I did, however, get a glimpse of its other current show, by the Korean artist Yeesookyung.4 There’s undoubtedly a style of international art that takes some local craft, often an expensive one, and recasts it through a contemporary pop aesthetic. Yeesookyung’s sculptures made from shards of oriental pottery, held together with gold, would seem to fit in this category. But Yee’s sculptures, crafted from imperfect, cast-off fragments of contemporary Joseon Dynasty–style porcelain and Goryeo Dynasty–style celadon, transcend this obvious framework with hauntingly ephemeral, dynamic, bubbling forms. To borrow a phrase once reserved for Duchamp’s Nude Descending a Staircase (now another Philly resident), Yee’s sculptures resemble an explosion in a teacup factory.

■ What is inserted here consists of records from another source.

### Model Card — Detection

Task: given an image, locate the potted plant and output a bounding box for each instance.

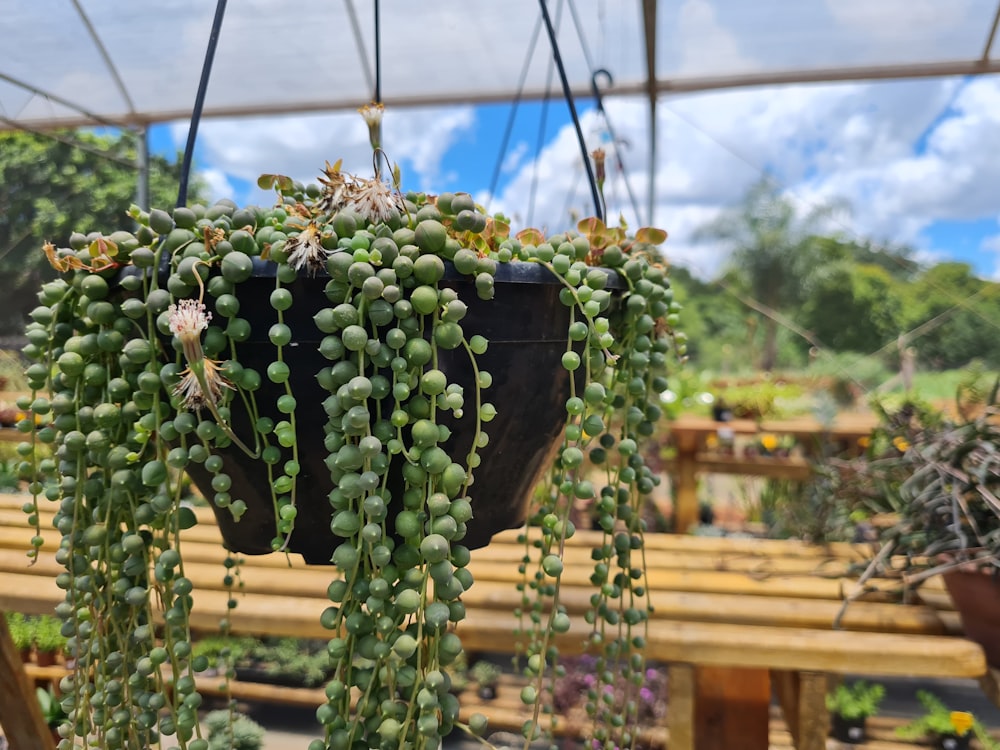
[825,679,885,743]
[19,124,681,748]
[4,611,32,662]
[854,385,1000,667]
[895,690,1000,750]
[470,660,501,700]
[36,686,68,742]
[31,614,65,667]
[204,709,265,750]
[233,637,333,688]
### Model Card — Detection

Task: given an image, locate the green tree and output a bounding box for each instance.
[799,262,905,355]
[902,263,1000,369]
[0,129,203,335]
[695,178,836,370]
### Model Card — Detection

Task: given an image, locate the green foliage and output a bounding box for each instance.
[4,611,32,650]
[235,637,332,687]
[191,635,256,669]
[681,179,1000,375]
[805,352,891,406]
[895,690,1000,748]
[470,660,501,688]
[694,178,839,371]
[799,263,904,354]
[36,686,67,728]
[0,128,203,334]
[825,680,884,720]
[204,709,265,750]
[31,614,66,653]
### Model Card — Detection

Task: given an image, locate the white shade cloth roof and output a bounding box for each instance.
[3,0,1000,131]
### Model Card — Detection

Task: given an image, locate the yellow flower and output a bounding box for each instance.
[950,711,973,736]
[705,434,719,449]
[858,435,870,449]
[892,436,910,452]
[759,433,778,452]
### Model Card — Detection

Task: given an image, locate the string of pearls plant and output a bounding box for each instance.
[19,115,683,749]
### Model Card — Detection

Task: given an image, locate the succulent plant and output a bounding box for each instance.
[19,137,681,749]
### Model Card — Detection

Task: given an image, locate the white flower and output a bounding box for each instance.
[358,102,384,150]
[168,299,211,342]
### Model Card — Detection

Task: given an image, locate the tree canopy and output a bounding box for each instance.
[0,129,203,335]
[682,181,1000,374]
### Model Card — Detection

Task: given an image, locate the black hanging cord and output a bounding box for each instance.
[176,0,228,208]
[537,0,602,222]
[591,68,643,225]
[373,0,382,103]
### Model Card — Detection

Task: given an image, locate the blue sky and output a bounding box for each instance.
[147,75,1000,281]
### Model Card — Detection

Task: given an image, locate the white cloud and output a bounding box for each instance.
[488,74,1000,278]
[825,0,974,42]
[173,105,476,205]
[199,168,236,203]
[168,71,1000,282]
[676,0,758,75]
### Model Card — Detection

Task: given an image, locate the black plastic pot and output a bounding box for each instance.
[177,260,615,563]
[830,714,866,744]
[936,733,972,750]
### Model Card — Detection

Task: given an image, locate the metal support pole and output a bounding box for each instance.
[136,126,150,210]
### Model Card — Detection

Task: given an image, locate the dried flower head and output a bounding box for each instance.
[174,359,233,412]
[591,147,606,184]
[316,159,349,215]
[285,222,329,274]
[346,177,402,225]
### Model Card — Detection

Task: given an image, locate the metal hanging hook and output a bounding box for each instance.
[591,68,613,113]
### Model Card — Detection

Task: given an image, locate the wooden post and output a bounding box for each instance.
[772,670,829,750]
[666,663,696,750]
[0,609,56,750]
[694,666,771,750]
[673,430,700,533]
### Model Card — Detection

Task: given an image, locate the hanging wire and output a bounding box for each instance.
[591,69,643,224]
[527,1,563,228]
[176,0,228,208]
[537,0,603,222]
[485,15,545,212]
[343,0,375,97]
[373,0,382,103]
[565,0,596,72]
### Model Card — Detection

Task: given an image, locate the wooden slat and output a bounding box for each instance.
[456,610,987,679]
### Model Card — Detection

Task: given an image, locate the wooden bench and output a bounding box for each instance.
[0,492,991,750]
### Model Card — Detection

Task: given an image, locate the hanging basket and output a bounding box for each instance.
[172,259,615,563]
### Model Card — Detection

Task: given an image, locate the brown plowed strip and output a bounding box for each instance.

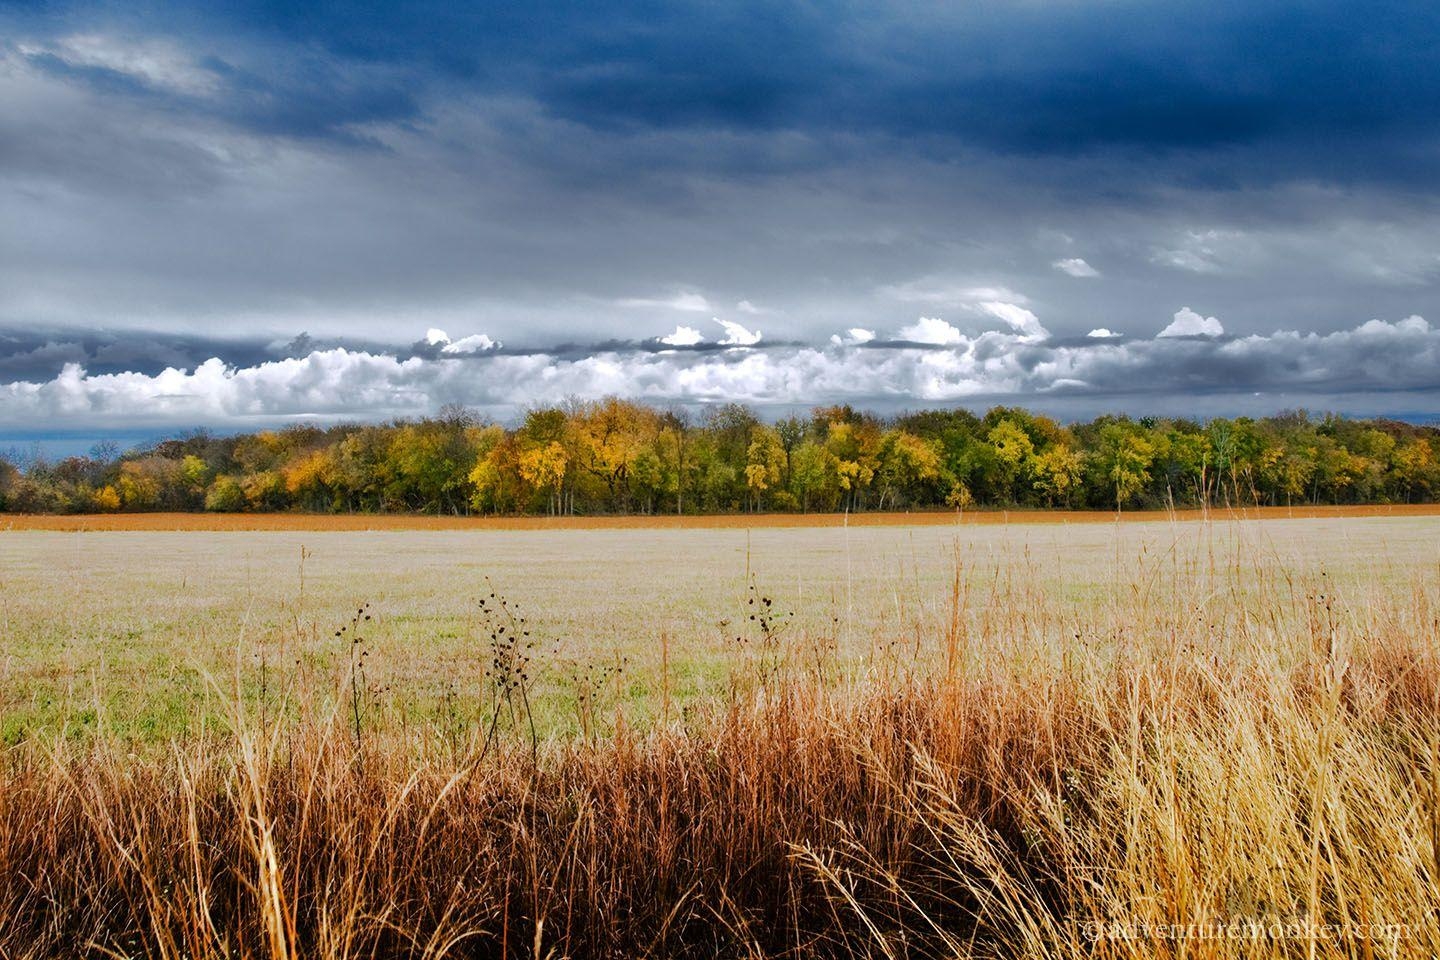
[3,504,1440,532]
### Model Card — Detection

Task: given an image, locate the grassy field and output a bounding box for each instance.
[3,512,1437,741]
[2,513,1439,957]
[3,502,1439,530]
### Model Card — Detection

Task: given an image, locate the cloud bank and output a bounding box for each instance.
[3,314,1437,430]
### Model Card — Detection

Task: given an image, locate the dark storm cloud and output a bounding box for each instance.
[16,33,422,144]
[242,2,1430,143]
[0,330,269,381]
[260,1,1440,175]
[0,329,406,381]
[15,0,1440,177]
[2,0,1440,428]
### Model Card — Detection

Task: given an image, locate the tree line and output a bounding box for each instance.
[3,401,1438,515]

If I were to single out one factor that seemed to be missing from most of these Philadelphia exhibitions, it would be the pressure of the market that one feels in New York. Larry Becker and Heidi Nivling, after all, call themselves gallerists, not dealers: Their focus is on showing art, not selling from a back room. The dominant style of art in Philadelphia, Nivling says, is no style. With less of an imperative to follow the trends, Philadelphia’s artists and dealers have a greater freedom to show what they like. Taken together with its great museums and peerless orchestra, the arts of Philadelphia certainly reverse those old W. C. Fields jokes that have been made at the city’s expense. From here on out, second prize is a week in Philadelphia, and first prize is two.

1 “Sarah Sze” opened at The Fabric Workshop and Museum, Philadelphia, on December 13, 2013, and remains on view through April 6, 2014.

2 “In Daylight: Small Paintings” opened at Larry Becker Contemporary Art, Philadelphia, on December 28, 2013 and remains on view through March 15, 2014.

3 “Mia Rosenthal: A Little Bit Every Day” opened at Gallery Joe, Philadelphia, on February 7 and remains on view through March 22, 2014.

4 “Yeesookyung: The Meaning of Time” opened at Locks Gallery, Philadelphia, on February 7 and remains on view through March 15, 2014.